Il y a périodiquement des personnes qui viennent dire que la séparation entre la science pure et la "science appliquée" est périmée, que ce sont des idées d'un autre temps... mais rien qu'une telle déclaration montre à la fois une volonté idéologique et une mauvaise perception de la science, sans compter un usage médiocre de la langue, ce qui a des conséquences sur la pensée.
J'invite donc ces personnes à lire ou à relire la biographie de Max Planck intitulée "Planck, une conscience déchirée", par John Heilbron (Editions Belin) : elle y verront des discussions entre Planck et Starck, alors que l'industrie allemande, très lié à certains milieux technologiques, poussait pour que l'Académie des sciences accueille en son sein une division de "sciences appliquées". Ce sont là les mots de Heilbron, mais je ne suis pas sûr que Planck aurait adhéré à cette description, et notamment parce que il n'existe pas plus de "science pure" que de "sciences appliquées" : la science, c'est la science, à savoir une activité de recherche des mécanismes des phénomènes, et les applications de la science sont... des applications de la science. L'expression "science appliquée" est fautive, parce que si une science était appliquée, ce serait de la technologie, et non plus de la science.
Cette question de regrouper des activités technologiques avec des activités scientifiques est récurrente. Elle s'est donc posée dans les années 1920 en Allemagne, mais elle s'est également posée en France, vers la Seconde Guerre mondiale, puis à nouveau il y a quelques petites décennies à l'Académie des sciences en France : Guy Ourisson, qui était alors président de l'Académie, fut un artisan de la création de l'Académie des technologies à partir de ce qui se nommait naguère le CADAS, le comité des applications de l'Académie des sciences.
J'insiste un peu parce que j'ai encore rencontré des amis qui auraient voulu que j'admette que la science moderne avait bien changé qu'elle était nécessairement liée à l'industrie ou à l'armée ; que les idéaux de Planck ou d'autres, à propos de la science, étaient devenus périmés, etc.
En réalité, je m'étonne que de telles personnes se croient, dans la discussion, à la hauteur de Planck ou même d'Albert Einstein, dont le texte de discours pour l'anniversaire des 70 ans de Planck montrait combien il adhérait à ces idées que d'aucuns prétendent périmés.
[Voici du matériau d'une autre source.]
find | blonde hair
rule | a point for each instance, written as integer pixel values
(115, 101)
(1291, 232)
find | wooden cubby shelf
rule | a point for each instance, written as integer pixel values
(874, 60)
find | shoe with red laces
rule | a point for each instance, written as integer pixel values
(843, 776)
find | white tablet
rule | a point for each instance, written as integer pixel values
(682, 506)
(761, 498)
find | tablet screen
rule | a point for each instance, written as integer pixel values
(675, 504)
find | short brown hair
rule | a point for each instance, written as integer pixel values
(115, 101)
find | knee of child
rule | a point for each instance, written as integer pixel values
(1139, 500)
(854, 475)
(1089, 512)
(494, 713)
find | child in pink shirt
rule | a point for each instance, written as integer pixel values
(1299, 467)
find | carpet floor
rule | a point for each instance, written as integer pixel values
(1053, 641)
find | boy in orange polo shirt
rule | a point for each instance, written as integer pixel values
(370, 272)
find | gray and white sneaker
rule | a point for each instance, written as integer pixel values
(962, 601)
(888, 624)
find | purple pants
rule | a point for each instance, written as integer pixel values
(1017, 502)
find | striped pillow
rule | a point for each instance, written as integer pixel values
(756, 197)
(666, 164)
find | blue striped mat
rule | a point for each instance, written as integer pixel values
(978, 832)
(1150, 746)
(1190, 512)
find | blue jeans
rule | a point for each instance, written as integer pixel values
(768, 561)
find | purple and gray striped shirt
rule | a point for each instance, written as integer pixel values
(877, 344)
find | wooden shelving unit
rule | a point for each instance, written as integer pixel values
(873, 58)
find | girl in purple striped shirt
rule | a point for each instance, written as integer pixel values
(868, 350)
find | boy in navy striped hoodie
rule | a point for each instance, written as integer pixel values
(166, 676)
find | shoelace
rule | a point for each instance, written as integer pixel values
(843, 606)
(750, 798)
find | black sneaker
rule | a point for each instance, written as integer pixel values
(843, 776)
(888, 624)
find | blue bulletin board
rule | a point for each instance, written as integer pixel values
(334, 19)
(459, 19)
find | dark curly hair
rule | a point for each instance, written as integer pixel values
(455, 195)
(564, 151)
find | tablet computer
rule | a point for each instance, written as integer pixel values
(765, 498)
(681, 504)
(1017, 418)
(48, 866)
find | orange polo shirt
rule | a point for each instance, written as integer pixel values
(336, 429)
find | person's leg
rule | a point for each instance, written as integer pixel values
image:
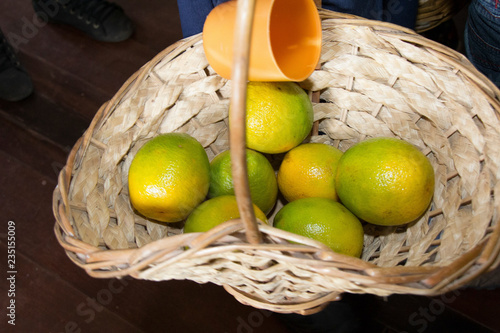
(401, 12)
(482, 38)
(15, 83)
(100, 19)
(193, 14)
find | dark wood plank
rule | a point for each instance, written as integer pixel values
(46, 303)
(408, 313)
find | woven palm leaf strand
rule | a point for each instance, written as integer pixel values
(374, 79)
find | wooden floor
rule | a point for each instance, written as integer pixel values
(73, 76)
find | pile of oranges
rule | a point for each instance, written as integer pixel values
(328, 194)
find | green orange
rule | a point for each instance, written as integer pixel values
(261, 178)
(216, 211)
(309, 170)
(385, 181)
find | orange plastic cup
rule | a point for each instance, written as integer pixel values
(285, 43)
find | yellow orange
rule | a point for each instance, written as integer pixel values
(216, 211)
(385, 181)
(168, 177)
(308, 171)
(279, 116)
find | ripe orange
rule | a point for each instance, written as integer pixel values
(261, 178)
(279, 116)
(216, 211)
(385, 181)
(168, 177)
(309, 170)
(324, 220)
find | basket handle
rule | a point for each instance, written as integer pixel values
(237, 136)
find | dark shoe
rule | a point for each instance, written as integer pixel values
(15, 83)
(101, 20)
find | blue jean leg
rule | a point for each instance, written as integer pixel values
(482, 38)
(193, 14)
(403, 12)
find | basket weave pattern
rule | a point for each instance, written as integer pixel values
(375, 80)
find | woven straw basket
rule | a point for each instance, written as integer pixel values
(374, 79)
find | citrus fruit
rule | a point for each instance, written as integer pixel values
(168, 177)
(279, 116)
(261, 178)
(385, 181)
(309, 170)
(324, 220)
(216, 211)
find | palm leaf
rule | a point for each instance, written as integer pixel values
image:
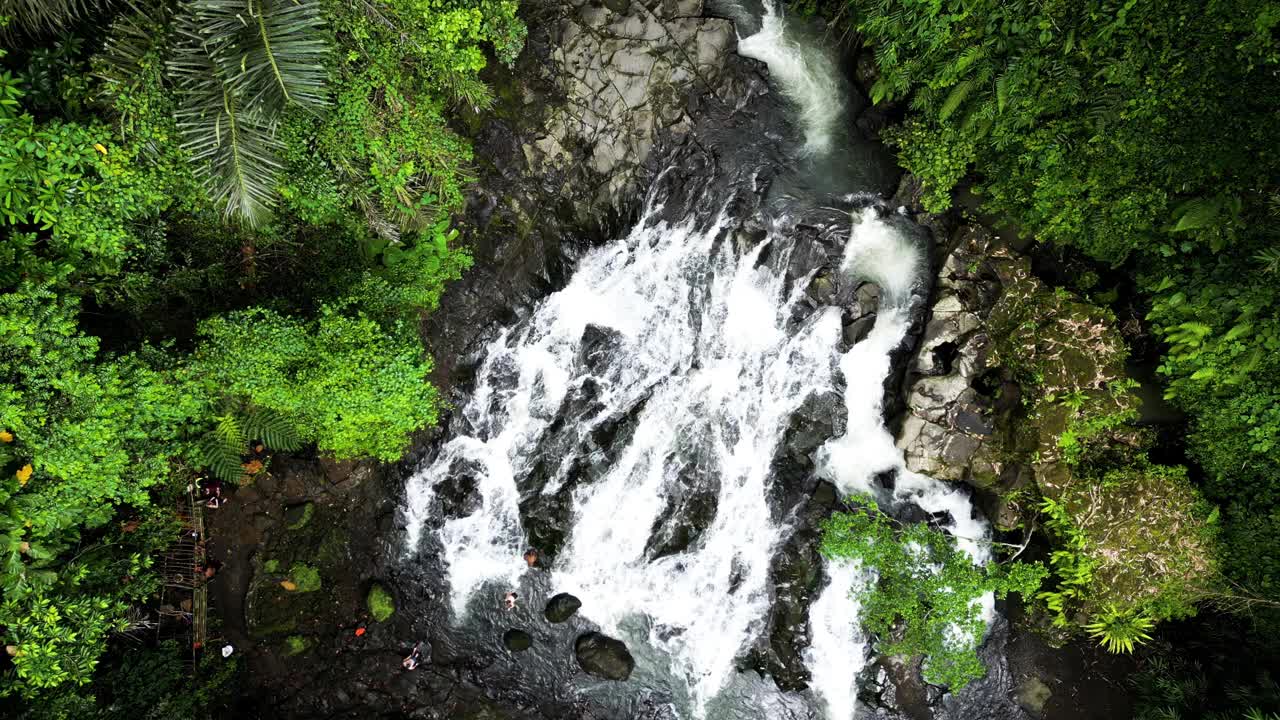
(237, 67)
(272, 51)
(232, 145)
(958, 94)
(41, 16)
(135, 35)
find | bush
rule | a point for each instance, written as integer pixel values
(380, 602)
(926, 583)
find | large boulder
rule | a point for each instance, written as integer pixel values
(603, 656)
(561, 607)
(627, 73)
(949, 417)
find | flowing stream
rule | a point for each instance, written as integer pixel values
(653, 393)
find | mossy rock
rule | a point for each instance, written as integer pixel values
(305, 577)
(517, 639)
(296, 645)
(380, 602)
(298, 516)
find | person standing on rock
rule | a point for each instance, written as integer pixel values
(414, 657)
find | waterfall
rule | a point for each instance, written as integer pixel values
(653, 393)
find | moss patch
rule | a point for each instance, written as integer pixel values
(300, 515)
(296, 645)
(306, 577)
(382, 605)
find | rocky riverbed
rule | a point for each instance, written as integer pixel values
(603, 100)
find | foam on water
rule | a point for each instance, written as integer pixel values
(805, 72)
(704, 359)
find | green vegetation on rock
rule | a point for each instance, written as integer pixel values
(380, 602)
(922, 580)
(1141, 135)
(305, 577)
(220, 229)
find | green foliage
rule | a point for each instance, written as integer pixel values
(296, 645)
(1120, 630)
(1139, 133)
(48, 655)
(35, 16)
(223, 447)
(380, 602)
(154, 683)
(1133, 546)
(341, 381)
(71, 196)
(385, 158)
(141, 340)
(238, 65)
(941, 160)
(926, 584)
(1174, 684)
(305, 577)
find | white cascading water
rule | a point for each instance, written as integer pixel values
(700, 336)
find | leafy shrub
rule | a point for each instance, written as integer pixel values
(380, 602)
(926, 583)
(1133, 547)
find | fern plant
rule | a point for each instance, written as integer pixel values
(1119, 630)
(223, 447)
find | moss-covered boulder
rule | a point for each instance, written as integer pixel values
(296, 645)
(296, 572)
(380, 602)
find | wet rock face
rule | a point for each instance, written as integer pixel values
(603, 656)
(795, 575)
(561, 607)
(626, 71)
(949, 417)
(517, 641)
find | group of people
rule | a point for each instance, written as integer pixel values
(508, 600)
(211, 492)
(415, 656)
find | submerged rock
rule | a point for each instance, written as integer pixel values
(603, 656)
(517, 639)
(561, 607)
(689, 511)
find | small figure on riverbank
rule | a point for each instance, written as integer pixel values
(414, 657)
(213, 493)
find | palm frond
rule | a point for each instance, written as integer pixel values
(234, 147)
(135, 35)
(41, 16)
(238, 65)
(272, 51)
(222, 447)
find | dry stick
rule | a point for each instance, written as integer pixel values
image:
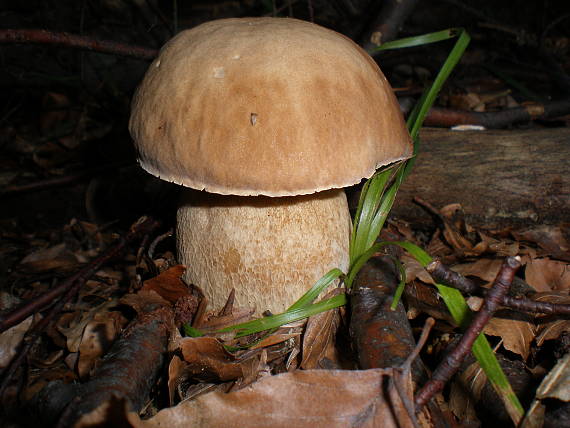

Oui, il y a la science, qui est merveilleuse, et les applications des sciences qui sont merveilleuses quand elles sont faites pour le bien de l'humanité.
Et rien n'y fera : une
recherche d'application est une recherche d'application et une recherche
de mécanismes est une recherche de mécanismes. Certes, certains individus balancer
entre les deux ; ils peuvent à un moment chercher des applications, et chercher des mécanismes à un autres, mais
pour autant, ces deux activités ne se confondent pas. Il y a la science, d'une part, et les applications des sciences d'autre part.